Me tenir près de lui
La mort s'approche et m'ébouriffe les cheveux.
« Et bien je ne savais pas que tu avais le cerveau si lent! » plaisante-il.
Je me dégage de sa poigne avant de lui répondre.
« Gardez vos sarcasmes pour vous! Vous auriez put tout m'expliquer avant de m'envoyer en mission cela aurait éviter pas mal de stresse! »
« Cela aurait été trop facile ! Et puis tu dois comprendre maintenant que certaines choses doivent être « expérimentées » pour être comprises, non? »
Je me contente de soupirer.
Mais je sais qu'il a parfaitement raison.
Mais je ne suis pas d'avis de lui avouer qu'il a une fois de plus raison.
Je réfléchis.
Car même si j'ai le cerveau lent comme il dit, une fois que mes neurones s'activent, ils ne s'arrêtent plus.
« Cela veut dire que ni Kate ni sa fille ne voulaient se détacher de l'autre? »
Il soupire et hoche la tête
« Que se passera-t-il si Guillem ne veut pas me laisser partir ? »

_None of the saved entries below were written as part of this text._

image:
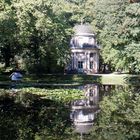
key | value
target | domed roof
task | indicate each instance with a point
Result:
(83, 29)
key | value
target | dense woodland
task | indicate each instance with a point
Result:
(35, 34)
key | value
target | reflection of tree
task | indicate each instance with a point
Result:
(26, 116)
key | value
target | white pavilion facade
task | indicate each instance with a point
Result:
(84, 51)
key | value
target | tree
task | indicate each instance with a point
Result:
(112, 29)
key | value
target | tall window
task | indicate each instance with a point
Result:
(92, 54)
(91, 64)
(80, 64)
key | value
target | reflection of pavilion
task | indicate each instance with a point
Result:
(84, 111)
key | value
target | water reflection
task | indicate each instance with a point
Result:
(84, 111)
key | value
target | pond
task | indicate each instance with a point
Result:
(73, 113)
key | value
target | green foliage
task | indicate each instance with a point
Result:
(117, 25)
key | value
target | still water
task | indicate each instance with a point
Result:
(29, 117)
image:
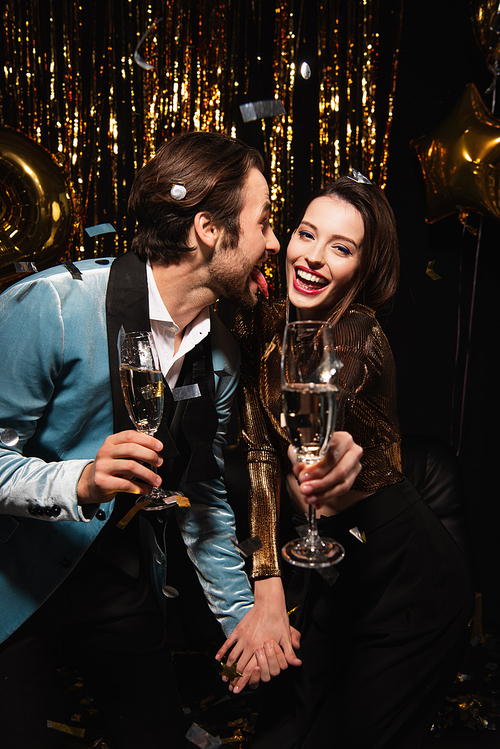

« Pour le moment, il n'y a aucun risque. Surtout si tu suis les conseils de Kate et que tu évites de lui « parler ». Il fera son deuil comme les autres avec le temps »
« Mais si.... »
«Il deviendra fou comme disent les vivants. Il s'inventera un monde ou tu es présent à ses côtés et vivra à l'intérieur de celui-ci ,coupé de la réalité. »
«Ce n'est pas ce que je veux... »
La mort soupire et marque une hésitation avant de me répondre.
«Tant que nous sommes d'accord la dessus, il n'y a aucun souci... »
Il fait apparaître du néant une nouvelle canne.
Ou bien est-ce l'ancienne qu'il a réparé, je n'en ai pas la moindre idée.
Je regarde dans le coin de la chambre ou j'ai lancé les morceaux, mais il n'y a plus rien.
Mais ce qui s'appelle plus rien du tout!
Plus de chambre d'hôpital!
Plus de Michel!
Plus de Guillem!
Il n'y a même pas de néant!
Tout tourne et tourbillonne autour de nous, alors que la mort me repousse du bout de sa canne.
Le choc du bout métallique sur ma poitrine me fait mal.
Je ne peux retenir le cri de douleur qui monte à ma bouche !
Je suis propulsé en arrière à une vitesse vertigineuse.
Le décors change si vite que je n'ai pas le temps de l'observer ni de m'étonner.
Du vide de la chambre d'hôpital, on passe à une chambre d'appartement.
C' est tout ce que j'ai le temps de voir avant de me retrouver à nouveau à l'intérieur du corps de Guillem.
Il dors.
Pour moi j'ai l'impression de l'avoir quitté, il y a un peu moins d'une heure.
Mais dans son souvenir, je peux lire qu'il est sortit de l'hôpital depuis une semaine!
Une semaine!
Je soupire.
Le temps.
Le temps n'a d'emprise que sur les vivants.
Alors qu'il n'a plus de pouvoir sur moi...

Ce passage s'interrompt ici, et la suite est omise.